Turning Pages by Tristi Pinkston


Turning page’s is truly the book lover’s book. It’s replete with all the following elements which resonate chiefly with avid readers, which makes it a winner.

First, the book is replete with references to bestselling books. We all know the deal with references. When we get them, it’s hand-rubbing glee. When we don’t, it’s head-scratching agony. If you’re a fairly prolific reader, it’s safe to say that you’ll get around three-fourths of it. Not that you need to get the references to understand the story, though. It’s fairly easy to follow.

The book is basically a modern-day Pride and Prejudice set in a library. There are plenty of Austen reinventions, but what sets this one apart is that the author has one foot permanently in the Fiction Shelf. The references, the setting, even the book-loving protagonist are what make it worthwhile.

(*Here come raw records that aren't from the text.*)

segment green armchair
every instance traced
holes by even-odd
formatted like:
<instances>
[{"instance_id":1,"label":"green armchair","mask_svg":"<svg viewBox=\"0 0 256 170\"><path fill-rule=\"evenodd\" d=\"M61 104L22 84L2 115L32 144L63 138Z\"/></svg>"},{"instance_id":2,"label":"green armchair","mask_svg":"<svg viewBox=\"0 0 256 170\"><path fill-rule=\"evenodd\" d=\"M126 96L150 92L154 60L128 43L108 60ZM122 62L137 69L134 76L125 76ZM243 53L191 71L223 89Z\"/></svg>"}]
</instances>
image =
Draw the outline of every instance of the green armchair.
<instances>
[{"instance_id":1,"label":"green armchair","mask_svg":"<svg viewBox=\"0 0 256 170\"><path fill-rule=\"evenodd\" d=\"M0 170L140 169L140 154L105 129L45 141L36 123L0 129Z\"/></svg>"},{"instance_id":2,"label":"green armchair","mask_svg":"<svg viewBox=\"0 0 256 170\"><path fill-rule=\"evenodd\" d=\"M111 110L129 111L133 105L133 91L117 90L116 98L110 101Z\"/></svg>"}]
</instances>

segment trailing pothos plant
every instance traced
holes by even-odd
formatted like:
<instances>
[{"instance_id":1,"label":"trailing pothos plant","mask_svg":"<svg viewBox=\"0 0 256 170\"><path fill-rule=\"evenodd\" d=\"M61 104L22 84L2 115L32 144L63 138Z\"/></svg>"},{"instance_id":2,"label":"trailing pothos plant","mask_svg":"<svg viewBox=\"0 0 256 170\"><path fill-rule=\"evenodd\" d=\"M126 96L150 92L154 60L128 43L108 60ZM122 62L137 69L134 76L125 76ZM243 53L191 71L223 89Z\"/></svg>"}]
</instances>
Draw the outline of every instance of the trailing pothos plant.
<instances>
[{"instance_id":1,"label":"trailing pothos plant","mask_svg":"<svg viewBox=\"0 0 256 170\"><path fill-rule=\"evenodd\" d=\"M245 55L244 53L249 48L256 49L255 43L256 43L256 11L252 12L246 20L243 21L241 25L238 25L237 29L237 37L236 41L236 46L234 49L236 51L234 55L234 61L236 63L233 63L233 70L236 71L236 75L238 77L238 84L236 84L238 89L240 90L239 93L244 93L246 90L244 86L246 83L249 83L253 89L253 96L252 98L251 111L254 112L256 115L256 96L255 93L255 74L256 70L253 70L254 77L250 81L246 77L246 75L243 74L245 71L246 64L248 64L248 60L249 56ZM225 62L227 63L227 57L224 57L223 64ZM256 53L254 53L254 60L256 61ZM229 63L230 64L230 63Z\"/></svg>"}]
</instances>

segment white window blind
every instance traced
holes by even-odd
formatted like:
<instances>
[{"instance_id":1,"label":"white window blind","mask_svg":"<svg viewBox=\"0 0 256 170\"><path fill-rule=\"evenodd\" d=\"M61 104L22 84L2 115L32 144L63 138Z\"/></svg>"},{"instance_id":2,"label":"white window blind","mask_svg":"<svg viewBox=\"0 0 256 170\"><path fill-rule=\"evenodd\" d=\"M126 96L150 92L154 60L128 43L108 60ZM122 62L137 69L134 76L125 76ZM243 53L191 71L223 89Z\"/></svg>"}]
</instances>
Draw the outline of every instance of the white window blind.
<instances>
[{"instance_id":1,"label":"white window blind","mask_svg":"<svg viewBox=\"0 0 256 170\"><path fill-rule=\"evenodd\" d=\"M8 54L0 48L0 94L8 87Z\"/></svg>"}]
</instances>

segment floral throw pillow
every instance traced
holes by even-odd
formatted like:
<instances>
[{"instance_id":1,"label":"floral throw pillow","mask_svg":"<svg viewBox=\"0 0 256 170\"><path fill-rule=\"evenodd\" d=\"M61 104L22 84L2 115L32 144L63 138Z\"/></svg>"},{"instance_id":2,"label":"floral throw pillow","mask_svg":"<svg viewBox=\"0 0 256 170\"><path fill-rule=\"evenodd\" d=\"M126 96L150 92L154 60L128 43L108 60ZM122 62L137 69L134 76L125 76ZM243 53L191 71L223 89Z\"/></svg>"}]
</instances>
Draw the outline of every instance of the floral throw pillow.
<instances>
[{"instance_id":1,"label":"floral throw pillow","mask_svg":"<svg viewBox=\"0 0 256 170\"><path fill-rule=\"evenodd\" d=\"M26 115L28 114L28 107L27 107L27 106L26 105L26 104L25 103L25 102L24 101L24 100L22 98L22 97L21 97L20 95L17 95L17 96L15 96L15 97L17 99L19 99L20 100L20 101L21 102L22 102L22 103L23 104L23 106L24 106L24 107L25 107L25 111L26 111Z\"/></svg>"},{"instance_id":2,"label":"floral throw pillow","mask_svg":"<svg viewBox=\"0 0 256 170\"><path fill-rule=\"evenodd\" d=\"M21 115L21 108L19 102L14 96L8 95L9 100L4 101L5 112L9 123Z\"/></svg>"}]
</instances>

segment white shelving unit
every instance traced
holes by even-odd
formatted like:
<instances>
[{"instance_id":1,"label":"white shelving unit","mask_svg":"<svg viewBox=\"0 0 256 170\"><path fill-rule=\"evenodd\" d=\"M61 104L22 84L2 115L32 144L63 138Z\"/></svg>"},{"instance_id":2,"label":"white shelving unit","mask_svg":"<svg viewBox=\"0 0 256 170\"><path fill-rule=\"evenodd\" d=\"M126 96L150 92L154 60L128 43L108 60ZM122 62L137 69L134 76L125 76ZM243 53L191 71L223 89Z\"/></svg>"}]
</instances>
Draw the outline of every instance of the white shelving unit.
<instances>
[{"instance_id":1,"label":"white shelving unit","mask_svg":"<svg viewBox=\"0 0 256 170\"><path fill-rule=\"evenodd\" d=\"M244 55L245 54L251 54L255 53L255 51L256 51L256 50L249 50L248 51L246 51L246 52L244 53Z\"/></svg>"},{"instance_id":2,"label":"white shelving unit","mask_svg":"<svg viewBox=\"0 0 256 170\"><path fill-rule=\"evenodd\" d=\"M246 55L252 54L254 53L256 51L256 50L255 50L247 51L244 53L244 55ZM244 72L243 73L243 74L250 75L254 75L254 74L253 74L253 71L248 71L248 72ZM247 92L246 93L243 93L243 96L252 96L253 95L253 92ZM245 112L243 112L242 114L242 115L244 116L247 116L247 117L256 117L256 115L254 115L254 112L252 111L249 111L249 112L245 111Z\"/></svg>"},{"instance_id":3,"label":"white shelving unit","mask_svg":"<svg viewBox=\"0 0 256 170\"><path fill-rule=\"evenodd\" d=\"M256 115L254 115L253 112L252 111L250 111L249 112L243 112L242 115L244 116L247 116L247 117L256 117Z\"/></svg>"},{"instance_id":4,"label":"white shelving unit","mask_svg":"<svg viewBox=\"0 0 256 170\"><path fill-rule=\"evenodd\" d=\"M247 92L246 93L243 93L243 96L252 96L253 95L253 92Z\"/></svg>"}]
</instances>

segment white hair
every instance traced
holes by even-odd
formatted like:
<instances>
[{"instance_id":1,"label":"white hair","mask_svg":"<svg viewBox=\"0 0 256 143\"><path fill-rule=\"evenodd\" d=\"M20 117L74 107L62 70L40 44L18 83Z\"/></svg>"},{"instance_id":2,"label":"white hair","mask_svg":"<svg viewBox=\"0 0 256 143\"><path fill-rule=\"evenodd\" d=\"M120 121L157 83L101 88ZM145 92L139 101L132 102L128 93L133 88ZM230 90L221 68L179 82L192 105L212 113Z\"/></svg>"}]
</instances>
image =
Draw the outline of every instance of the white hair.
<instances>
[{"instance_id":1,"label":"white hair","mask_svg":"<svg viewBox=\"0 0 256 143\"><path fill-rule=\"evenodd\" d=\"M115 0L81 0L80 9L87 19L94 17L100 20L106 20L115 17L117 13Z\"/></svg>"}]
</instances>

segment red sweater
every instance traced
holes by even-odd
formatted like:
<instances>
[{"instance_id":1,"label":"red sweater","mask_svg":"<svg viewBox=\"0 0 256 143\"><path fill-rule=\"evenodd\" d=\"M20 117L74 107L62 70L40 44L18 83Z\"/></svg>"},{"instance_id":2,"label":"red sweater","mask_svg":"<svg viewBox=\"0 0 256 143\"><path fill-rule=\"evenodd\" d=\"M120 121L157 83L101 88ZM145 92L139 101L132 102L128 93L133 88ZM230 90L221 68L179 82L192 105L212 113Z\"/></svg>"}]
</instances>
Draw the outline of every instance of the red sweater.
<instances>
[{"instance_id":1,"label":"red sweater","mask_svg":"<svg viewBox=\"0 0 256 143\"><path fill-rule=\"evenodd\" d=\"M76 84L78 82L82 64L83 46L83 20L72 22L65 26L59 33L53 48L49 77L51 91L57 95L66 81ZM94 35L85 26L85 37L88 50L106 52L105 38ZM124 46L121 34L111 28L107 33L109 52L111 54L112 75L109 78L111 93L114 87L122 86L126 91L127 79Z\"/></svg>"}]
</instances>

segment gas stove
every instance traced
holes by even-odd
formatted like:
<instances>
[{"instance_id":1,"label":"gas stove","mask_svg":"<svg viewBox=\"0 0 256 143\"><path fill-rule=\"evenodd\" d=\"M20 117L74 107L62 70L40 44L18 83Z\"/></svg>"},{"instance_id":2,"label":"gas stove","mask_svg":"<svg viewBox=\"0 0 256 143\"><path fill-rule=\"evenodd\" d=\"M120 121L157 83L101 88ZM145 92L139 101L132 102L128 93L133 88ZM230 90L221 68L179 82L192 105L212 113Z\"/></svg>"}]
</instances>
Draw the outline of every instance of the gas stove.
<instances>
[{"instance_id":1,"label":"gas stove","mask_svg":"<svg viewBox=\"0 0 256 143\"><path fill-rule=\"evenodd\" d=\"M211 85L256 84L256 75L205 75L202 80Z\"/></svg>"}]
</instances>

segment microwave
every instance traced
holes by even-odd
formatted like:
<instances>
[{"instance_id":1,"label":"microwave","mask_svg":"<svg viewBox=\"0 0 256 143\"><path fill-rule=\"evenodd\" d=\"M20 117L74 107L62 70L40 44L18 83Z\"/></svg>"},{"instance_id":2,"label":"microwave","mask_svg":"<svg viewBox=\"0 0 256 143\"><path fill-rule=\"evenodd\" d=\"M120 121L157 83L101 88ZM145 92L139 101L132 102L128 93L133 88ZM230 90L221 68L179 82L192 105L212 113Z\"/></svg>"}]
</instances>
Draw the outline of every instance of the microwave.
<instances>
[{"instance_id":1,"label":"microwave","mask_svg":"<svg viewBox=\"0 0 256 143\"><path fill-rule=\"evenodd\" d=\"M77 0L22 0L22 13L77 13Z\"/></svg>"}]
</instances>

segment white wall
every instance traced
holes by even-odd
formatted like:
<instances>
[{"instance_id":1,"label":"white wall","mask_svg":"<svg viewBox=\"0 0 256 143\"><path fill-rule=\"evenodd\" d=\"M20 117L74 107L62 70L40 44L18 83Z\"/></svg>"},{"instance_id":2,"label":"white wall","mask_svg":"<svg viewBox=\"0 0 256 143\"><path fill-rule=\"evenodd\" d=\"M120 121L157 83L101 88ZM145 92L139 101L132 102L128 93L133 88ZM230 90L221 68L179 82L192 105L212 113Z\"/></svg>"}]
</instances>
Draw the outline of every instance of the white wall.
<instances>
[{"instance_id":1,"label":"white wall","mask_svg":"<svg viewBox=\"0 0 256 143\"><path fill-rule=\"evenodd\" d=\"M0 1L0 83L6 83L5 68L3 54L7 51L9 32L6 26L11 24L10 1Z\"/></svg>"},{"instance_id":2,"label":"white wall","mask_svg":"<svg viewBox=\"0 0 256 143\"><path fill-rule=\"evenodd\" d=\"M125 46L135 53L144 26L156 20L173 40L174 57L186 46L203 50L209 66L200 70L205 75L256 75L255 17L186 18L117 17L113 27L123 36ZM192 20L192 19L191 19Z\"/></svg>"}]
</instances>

It’s chief charm lies in the fact that (for the most part) the setting is a library, whose cosy descriptions leave me feeling warm and fuzzy inside, because libraries just have that effect on me. The imagery is downright beautiful. (Wipes away imaginary tear). No, really it is beautiful. This passage in particular is one of my favourites:

“I tucked the roll of tape into my pocket and stepped away from the wall, looking up at the words I had cut from construction paper the night before. The blue letters that spelled ‘Staff Picks’ stood out against the library wall’s cream paint, making an eye-catching header for our display. My choice of I Capture the Castle was prominently placed between Hillary’s The Poisonwood Bible and Melanie’s The Hunger Games. The other employees hadn’t turned in their picks yet, and I had no doubt I’d have to hunt them down before the day was over.”

As this is pretty much a feel-good story for a night’s pick-me-up, I’m not going to offer any heavy criticism. There was only one thing that actually irked me, and it was the she-doesn’t-know-she’s-beautiful cliché. Come on, people. Anyone who’s even slightly attractive is in full possession of that fact. If someone actually doesn’t know they’re beautiful, that’s because they aren’t. Though perhaps if you really like someone, they do appear attractive to you.